Abstract:
People are connected now through social media and not just in-person interactions.
Every year, there are more social media applications, and with them comes increased user
engagement and posts being shared. Hence, a good machine learning model for the
classification of such posts is required. Among the difficulties are challenges in effectively
classifying multimodal content on social media. For instance, if the program cannot identify a
post as harmful or misleading, misinformation and social risks can spread. This thesis
investigates whether multi-modal NLP models can classify social media posts. Furthermore,
the objective is to classify the posts in the Azerbaijani language, which creates another obstacle
to dataset availability for low-resource languages like Azerbaijani. Thus, a dataset was
prepared of approximately 10,000 Azerbaijani-language social media posts containing textual
and visual data.
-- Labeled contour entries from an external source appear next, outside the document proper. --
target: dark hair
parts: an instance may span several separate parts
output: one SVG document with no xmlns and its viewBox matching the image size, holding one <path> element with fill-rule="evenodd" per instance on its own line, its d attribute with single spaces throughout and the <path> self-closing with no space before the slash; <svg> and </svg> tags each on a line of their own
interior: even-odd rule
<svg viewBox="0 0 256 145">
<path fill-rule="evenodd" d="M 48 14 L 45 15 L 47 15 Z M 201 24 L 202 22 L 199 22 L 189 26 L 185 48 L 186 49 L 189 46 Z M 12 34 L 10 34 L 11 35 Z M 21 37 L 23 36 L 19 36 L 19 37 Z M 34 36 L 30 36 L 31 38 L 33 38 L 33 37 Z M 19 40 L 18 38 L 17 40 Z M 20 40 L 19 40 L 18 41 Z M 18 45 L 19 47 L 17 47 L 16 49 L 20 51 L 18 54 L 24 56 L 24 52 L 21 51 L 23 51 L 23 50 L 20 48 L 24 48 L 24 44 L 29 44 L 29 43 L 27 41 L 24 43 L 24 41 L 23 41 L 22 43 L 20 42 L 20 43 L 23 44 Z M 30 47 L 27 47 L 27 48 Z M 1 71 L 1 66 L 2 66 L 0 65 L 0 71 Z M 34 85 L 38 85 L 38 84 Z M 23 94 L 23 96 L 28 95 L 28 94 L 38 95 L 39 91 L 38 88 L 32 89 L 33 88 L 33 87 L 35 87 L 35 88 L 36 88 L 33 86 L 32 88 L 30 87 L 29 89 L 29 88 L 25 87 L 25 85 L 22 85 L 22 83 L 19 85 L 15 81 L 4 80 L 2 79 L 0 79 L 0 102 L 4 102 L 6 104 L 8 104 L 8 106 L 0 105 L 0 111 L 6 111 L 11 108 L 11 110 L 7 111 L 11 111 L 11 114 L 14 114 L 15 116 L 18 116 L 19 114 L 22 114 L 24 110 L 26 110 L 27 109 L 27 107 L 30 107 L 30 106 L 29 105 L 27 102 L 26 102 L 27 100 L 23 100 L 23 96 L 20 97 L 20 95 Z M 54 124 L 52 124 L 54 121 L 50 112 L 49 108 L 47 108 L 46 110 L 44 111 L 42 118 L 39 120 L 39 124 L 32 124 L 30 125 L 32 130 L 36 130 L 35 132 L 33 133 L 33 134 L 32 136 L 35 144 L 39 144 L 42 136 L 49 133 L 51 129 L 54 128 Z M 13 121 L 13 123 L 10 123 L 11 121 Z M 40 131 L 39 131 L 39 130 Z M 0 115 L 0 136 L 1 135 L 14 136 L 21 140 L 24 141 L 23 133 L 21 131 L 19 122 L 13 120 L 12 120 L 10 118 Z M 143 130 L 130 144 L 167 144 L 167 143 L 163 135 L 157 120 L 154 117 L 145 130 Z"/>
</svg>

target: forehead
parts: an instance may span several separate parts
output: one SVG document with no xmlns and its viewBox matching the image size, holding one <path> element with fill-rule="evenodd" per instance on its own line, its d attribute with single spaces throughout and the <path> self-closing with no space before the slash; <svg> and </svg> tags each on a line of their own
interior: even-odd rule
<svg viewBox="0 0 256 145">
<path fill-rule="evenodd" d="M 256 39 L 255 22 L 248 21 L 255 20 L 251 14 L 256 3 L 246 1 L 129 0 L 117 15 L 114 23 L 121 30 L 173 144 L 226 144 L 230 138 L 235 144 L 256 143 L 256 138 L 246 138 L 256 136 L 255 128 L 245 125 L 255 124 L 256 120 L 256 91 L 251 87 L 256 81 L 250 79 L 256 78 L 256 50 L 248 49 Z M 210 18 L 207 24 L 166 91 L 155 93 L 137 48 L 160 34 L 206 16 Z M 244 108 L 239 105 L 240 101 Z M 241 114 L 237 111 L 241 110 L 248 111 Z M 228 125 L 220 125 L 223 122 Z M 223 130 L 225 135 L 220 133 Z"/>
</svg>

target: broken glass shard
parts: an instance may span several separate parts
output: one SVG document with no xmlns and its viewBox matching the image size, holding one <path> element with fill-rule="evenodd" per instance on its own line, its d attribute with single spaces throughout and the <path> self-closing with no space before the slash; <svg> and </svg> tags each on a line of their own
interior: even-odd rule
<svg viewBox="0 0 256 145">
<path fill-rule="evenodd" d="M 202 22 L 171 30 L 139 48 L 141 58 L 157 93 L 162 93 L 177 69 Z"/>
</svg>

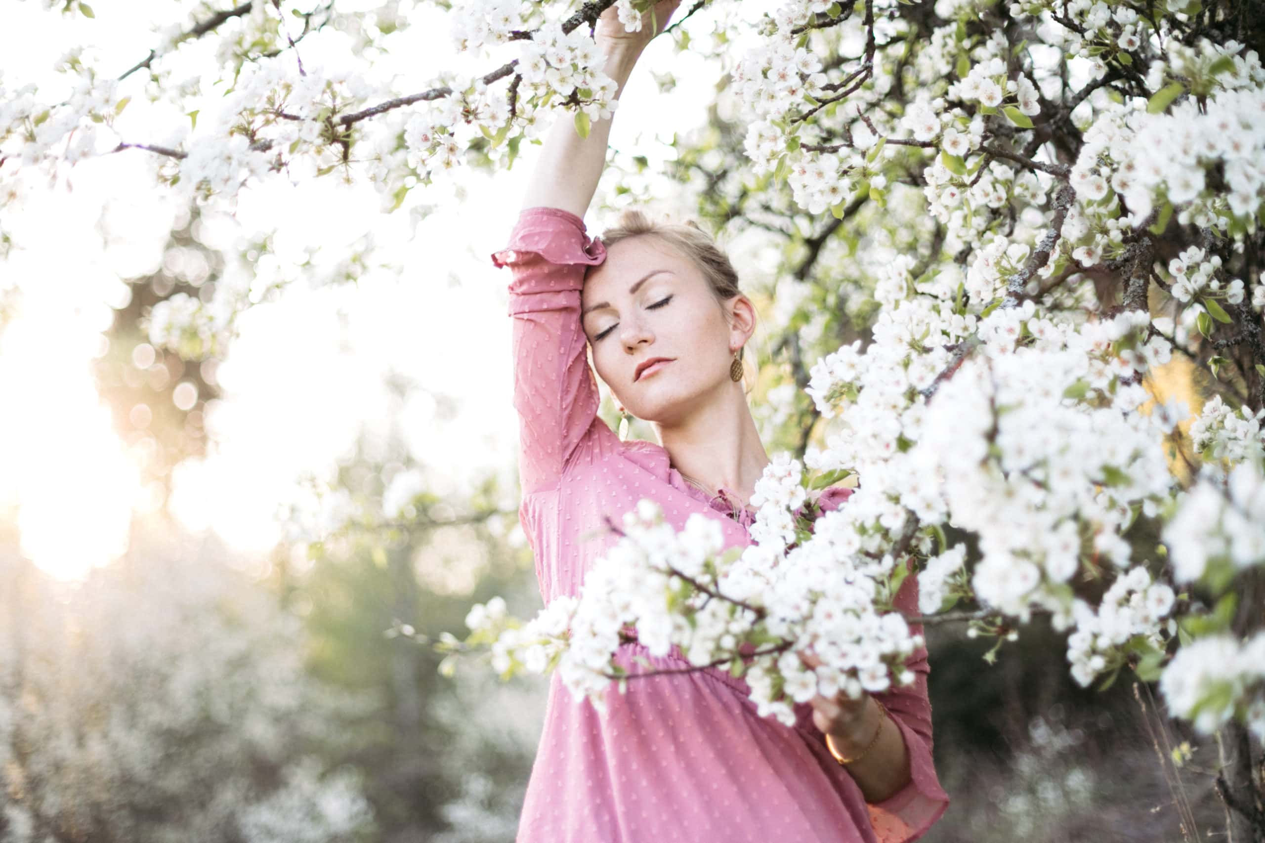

The dataset underwent extensive preprocessing, including text tokenization,
image resizing to 224×224 pixels, and feature normalization. We evaluated models including
FLAVA, BLIP, ViLT, and custom BERT+ResNet-based fusion baselines. Early, late, and
hybrid fusion strategies were used to evaluate multimodal classification effectiveness.
Performances were assessed using accuracy, macro-F1, and evaluation loss, with results
contextualized against known benchmarks in multi-modal classification. With 87.6% accuracy
and 87.1% macro-F1, FLAVA showed excellent cross-modal representation learning. After
task-specific fine-tuning, BLIP came in at 83.8% accuracy and 83.3% macro-F1. Among the
fusion baselines, BERT+ResNet with early fusion showed good performance (85.5% accuracy,
85.2% macro-F1), stressing the possibility of lightweight substitutes. With reasonable
outcomes (83.2% accuracy, 82.7% macro-F1), ViLT provided an effective transformer-only
solution. ALBEF, while architecturally promising due to its hybrid fusion and contrastive
alignment, underperformed on this task (66.6% accuracy, 48.9% macro-F1), possibly due to
vocabulary mismatch and inadequate adaptation to Azerbaijani content. The results reveal the
trade-offs between accuracy, model complexity, and computing economy in multimodal
NLP— especially in low-resource environments such as Azerbaijan. Future work will focus on
fusion structures with attention mechanisms, dataset enlargement to better represent language
variation, and explainable artificial intelligence tools like Grad-CAM and SHAP. Overall, this
study aims at creating inclusive, multimodal artificial intelligence systems for low-resource
languages in order to facilitate social media monitoring and analysis.